軌道角運動量パラドックスの概念図。各粒子ペアが回転しているときに、超流動体全体の回転量(軌道角運動量)がどれくらいの大きさになるのかという問題は、超流動研究において40 年来の未解決のパラドックスであった。(東京大学の発表資料より)[写真拡大]

 東京大学の多田靖啓助教と押川正毅教授らは 構成粒子(原子や電子)が二つずつペアを組んで回転しているような超流動体(超伝導体)の回転の強さを数学的に厳密な方法によって解析し、従来考えられていたよりも一般化したうえで理論的に解決することに成功した。これによって、超流動・超伝導現象に関する基礎的理解がさらに進展することが期待されるという。

 超流動体(超伝導体)は物性物理学の中心的課題の一つであり、流体が摩擦なく流れたり電気抵抗が消失したりするという際立った特徴を持っている。

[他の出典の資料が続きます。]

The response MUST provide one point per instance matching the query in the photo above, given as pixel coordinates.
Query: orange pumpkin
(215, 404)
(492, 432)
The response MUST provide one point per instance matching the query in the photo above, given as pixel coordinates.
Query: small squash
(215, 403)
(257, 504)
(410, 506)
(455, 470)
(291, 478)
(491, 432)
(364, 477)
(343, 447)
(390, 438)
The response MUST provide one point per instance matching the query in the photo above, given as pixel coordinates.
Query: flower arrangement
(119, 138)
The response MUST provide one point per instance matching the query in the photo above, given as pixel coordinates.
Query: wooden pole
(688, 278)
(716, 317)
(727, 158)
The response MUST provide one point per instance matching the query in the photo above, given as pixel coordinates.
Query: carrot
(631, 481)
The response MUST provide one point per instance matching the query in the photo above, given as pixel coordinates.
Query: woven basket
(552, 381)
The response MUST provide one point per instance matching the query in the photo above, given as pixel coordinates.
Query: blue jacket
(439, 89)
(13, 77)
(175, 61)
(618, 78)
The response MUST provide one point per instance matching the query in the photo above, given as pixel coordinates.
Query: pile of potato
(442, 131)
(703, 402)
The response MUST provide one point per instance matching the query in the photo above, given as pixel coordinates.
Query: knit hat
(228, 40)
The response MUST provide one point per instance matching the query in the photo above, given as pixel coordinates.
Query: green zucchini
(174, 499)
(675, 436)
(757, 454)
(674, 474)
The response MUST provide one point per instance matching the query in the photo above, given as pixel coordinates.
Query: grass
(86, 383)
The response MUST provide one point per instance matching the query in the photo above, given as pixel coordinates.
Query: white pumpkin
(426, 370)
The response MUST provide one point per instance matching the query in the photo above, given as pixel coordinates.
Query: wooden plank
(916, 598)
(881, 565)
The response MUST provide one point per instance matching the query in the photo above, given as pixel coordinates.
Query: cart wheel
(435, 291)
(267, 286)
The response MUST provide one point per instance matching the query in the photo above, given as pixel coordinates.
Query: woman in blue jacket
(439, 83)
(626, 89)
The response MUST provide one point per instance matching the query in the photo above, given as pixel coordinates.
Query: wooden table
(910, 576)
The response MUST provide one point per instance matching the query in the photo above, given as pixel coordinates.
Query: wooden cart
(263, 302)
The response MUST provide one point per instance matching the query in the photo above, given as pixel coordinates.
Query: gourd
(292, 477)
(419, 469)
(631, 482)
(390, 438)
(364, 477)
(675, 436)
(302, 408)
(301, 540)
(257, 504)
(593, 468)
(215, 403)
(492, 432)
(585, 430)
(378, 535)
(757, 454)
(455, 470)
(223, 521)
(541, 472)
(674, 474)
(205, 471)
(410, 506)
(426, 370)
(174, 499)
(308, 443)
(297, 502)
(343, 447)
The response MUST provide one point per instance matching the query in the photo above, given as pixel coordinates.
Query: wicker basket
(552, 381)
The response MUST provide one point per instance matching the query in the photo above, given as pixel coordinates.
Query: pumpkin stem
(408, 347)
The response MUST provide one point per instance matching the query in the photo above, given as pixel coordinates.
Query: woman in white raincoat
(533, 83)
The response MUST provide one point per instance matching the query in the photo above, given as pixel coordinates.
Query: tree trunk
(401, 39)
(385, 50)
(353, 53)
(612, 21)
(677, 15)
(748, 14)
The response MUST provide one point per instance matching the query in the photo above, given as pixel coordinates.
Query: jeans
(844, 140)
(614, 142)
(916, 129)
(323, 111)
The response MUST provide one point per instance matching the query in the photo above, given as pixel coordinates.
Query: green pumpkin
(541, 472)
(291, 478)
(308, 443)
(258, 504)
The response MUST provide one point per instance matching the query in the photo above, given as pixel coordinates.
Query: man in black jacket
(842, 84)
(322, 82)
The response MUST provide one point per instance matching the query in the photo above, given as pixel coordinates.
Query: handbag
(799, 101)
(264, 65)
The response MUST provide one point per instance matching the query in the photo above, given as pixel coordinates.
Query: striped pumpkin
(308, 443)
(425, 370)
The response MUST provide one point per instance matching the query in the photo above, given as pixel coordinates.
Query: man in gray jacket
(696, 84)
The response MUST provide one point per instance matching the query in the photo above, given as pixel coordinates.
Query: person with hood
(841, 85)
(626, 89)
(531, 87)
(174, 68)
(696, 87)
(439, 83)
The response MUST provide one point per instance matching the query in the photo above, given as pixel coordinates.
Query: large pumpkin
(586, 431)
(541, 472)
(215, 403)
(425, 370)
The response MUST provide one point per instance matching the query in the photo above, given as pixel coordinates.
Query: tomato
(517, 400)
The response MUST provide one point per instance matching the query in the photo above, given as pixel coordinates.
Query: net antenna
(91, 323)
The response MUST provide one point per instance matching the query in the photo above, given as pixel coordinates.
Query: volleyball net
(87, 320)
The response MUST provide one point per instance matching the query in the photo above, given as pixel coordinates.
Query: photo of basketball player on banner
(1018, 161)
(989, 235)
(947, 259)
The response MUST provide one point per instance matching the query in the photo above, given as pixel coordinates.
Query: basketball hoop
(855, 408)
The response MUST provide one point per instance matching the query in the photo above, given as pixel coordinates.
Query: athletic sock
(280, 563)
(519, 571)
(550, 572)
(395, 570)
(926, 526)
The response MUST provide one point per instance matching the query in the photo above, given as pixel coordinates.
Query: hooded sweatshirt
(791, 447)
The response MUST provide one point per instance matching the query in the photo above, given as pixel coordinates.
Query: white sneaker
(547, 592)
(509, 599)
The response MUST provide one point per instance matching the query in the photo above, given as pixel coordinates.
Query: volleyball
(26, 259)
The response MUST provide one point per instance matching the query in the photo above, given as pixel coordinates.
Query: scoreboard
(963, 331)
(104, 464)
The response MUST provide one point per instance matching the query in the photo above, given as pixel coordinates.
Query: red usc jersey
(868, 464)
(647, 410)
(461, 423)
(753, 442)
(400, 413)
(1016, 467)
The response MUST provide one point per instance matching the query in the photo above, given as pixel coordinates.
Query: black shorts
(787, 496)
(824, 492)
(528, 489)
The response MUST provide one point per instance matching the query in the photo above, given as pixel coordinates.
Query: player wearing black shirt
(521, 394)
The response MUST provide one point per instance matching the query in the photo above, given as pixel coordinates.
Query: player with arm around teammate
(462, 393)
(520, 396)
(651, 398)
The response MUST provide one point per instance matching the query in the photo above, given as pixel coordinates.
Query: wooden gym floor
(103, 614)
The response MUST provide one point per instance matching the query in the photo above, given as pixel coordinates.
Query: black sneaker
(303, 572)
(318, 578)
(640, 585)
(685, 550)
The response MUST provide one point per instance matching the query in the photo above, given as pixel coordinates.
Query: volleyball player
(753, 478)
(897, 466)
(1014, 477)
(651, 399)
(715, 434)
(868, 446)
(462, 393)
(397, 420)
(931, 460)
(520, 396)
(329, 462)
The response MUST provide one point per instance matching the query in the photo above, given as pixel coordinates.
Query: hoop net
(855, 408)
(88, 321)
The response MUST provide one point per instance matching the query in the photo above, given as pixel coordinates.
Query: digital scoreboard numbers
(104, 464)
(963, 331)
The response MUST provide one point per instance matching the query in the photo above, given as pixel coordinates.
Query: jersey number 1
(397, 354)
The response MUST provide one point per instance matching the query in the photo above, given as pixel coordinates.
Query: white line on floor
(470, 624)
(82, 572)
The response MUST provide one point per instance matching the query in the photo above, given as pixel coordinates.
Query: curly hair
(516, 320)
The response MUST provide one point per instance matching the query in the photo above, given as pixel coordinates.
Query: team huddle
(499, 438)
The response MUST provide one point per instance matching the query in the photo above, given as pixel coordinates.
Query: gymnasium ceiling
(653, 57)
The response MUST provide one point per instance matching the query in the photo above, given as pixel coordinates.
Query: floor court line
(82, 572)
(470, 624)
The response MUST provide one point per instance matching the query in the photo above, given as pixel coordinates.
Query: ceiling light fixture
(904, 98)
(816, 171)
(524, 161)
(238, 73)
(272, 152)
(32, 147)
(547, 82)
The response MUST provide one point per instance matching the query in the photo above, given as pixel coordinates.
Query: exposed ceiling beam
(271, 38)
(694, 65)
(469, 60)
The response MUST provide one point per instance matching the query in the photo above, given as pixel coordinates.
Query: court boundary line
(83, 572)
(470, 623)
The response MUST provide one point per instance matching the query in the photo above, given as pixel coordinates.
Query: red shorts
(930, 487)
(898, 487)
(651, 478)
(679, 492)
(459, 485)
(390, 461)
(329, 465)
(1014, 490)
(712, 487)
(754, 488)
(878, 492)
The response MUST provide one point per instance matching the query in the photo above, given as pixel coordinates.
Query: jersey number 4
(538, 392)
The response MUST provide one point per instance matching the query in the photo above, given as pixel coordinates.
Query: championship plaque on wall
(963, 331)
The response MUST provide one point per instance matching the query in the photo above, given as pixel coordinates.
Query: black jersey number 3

このような基本的性質は、超流動体の構成粒子が量子力学的なペアを組みながら動いていることによって理解されている。超流動体全体の回転量(軌道角運動量)は各ペアの回転運動の最も直接的な帰結の一つであるにもかかわらず、その大きさについては長い間論争が続いており、「軌道角運動量パラドックス」として知られ約40年間にもわたって未解決の問題となっていた。

 今回の研究では、パラドックスの原因となりうるカイラル超流動体の量子力学的性質を注意深く取り扱える理論を構成し、粒子ペア一つが持つ軌道角運動量が最小値である1の場合には、超流動体全体の軌道角運動量の大きさは、全ての粒子が回転しながらペアを作る場合に期待される巨大な値に厳密に等しいことが分かった。さらに、粒子ペア一つが持つ軌道角運動量が2以上の場合についても問題を一般化し計算を行い、この場合にはペア毎の軌道角運動量が大きいにもかかわらず、超流動体全体としては軌道角運動量がほとんどゼロとなることを明らかにした。

 今後は、本研究成果によって、超流動現象に関する基礎的理解がさらに進展すると期待されている。

 なお、この内容は「Physical Review Letters」に掲載された。論文タイトルは、「Orbital Angular Momentum and Spectral Flow in Two Dimensional Chiral Superfluids」。